Stashing your stuff at your neighbor’s

Utah’s Neiybor enters the sharing economy with shareable storage space

The team behind Neiybor wants to be the Airbnb of storage, and they seem well on their way to doing so.

Founded in March, Neiybor is a peer-to-peer storage rental solution. Hosts and renters connect through the Neiybor website, negotiating terms and rental rates for storage space as small as a closet to as large as an entire garage. Both hosts and renters are screened and verified by the Neiybor team, and agree to a rigorous terms of service contract.

The idea came from co-founder Preston Alder’s own storage experience.

“My wife and I had recently gotten married, and were headed to an internship out of the country. We had to store all of our things — hers and mine — and we needed a place to put it all,” Alder said. “To fit our needs, we couldn’t find anything under $100 a month.”

Alder said that price was too steep for the then-students at Brigham Young University. They considered renting an empty apartment, but that was also prohibitive. Alder wondered why he couldn’t just rent someone’s extra room to store all their boxes. They found an old friend in Kaysville who lent them garage space.

“As I was driving from Kaysville back down to Provo, it dawned on me that there had to be empty garages much closer in Provo. And with all the students here in my same circumstances, those garages could be making money. That was when the idea for Neiybor was formed,” Alder said.

Neiybor’s Intro Video

He connected with an old mission companion he served with for The Church of Jesus Christ of Latter-day Saints, Colton Gardner, who had partnered with him on other business ventures. The duo started developing the idea and the technology needed to make it work. They added Joseph Woodbury, Alder’s fellow student at BYU, recently as well.

“I love building efficient solutions to big problems as well as empowering others,” Gardner said. “I see Neiybor as a way to do both.

“Neiybor fixes the problems of other storage options by providing consumers with storage in their own neighborhood that is significantly cheaper and more flexible. In addition, we allow property owners to utilize their empty space and earn monthly income with no extra work.”

Though the company is officially only about three months old, the three co-founders’ work is gaining them significant attention. They have participated and placed in multiple college business and entrepreneurial contests at BYU and at the University of Utah, where Gardner was a student. They also placed well enough in BYU’s Miller Competition Series New Venture Challenge to warrant an office space in the Tanner Building on the BYU campus. They soon will move into their own office space in Salt Lake County.

“Without a huge budget, having been able to get where we’re at — it’s more that the idea is great than someone is pushing it on the back end of the company,” Alder said.

The Neiybor team recently was invited to present on Neiybor’s business model during the Street Fight Summit, a national business conference held June 12–14 in Brooklyn, New York.

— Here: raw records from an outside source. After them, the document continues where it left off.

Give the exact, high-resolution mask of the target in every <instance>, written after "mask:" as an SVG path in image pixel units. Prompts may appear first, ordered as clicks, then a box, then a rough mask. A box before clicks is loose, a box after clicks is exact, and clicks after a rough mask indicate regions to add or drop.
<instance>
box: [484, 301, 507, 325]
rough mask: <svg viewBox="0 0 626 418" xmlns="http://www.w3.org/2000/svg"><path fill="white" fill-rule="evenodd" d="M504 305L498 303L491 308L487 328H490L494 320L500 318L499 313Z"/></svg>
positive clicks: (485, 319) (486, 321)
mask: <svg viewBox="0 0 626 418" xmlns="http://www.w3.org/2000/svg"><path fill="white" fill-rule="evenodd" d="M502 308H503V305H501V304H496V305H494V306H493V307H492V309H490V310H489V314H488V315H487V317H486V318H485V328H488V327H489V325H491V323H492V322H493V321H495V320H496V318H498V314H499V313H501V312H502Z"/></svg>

“Presenting at Street Fight was a great opportunity to showcase Neiybor to people who know the tech industry well. When you’re getting feedback like, ‘We couldn’t stop talking about Neiybor all night after your presentation,’ from a crowd that knows tech so well, you know you’re doing something right,” Woodbury said.

Outside praise aside, the Neiybor team is simply excited about what they are doing for the storage industry.

Alder explained that 47 percent of Americans cannot afford a $400 emergency, but with Neiybor, they can rent out a part of their home or yard, and earn passive income.

“We are trying to help them by building an online community where people can rent out their underutilized space and earn a supplemental income,” he said. “We’re also trying to provide renters — especially transient student populations — with more affordable and convenient storage options in their own neighborhood.”

On average, Neiybor helps renters find storage at half the cost of traditional self-storage, Alder said, and on much more flexible terms. Renters can find space for the short term or long term, from three weeks to two years. Depending on the size and amenities of their space, hosts earn anywhere from $10 to $200 per month, and do very little for that income.

Woodbury explained that there is an added convenience to access. Many hosts just need a little notice and they can open up their garage.

“Or some, if you’re storing a boat on the side of their house, don’t mind you coming in as needed to pick it up,” Woodbury said. “What Neiybor is doing is taking the storage industry and using the space we already have. That’s great for everybody.”

The variety of rental spaces and things needing storage has been a bit of a surprise to the team, and renters have come from all market segments, not just students, Alder said. Neiybor transactions have included storage for boats, trailers, classic cars, wedding dresses, books and furniture, and small business inventory.

The Neiybor team has already seen success in Utah County and expanded to Salt Lake County last week. They plan to become well-established in Utah before taking on other states. But they also see Neiybor easily scaling across the nation.

“We’re very pleased the next Airbnb is coming out of Provo,” Woodbury said.

This originally ran as an article for the Provo Daily Herald June 22, 2017.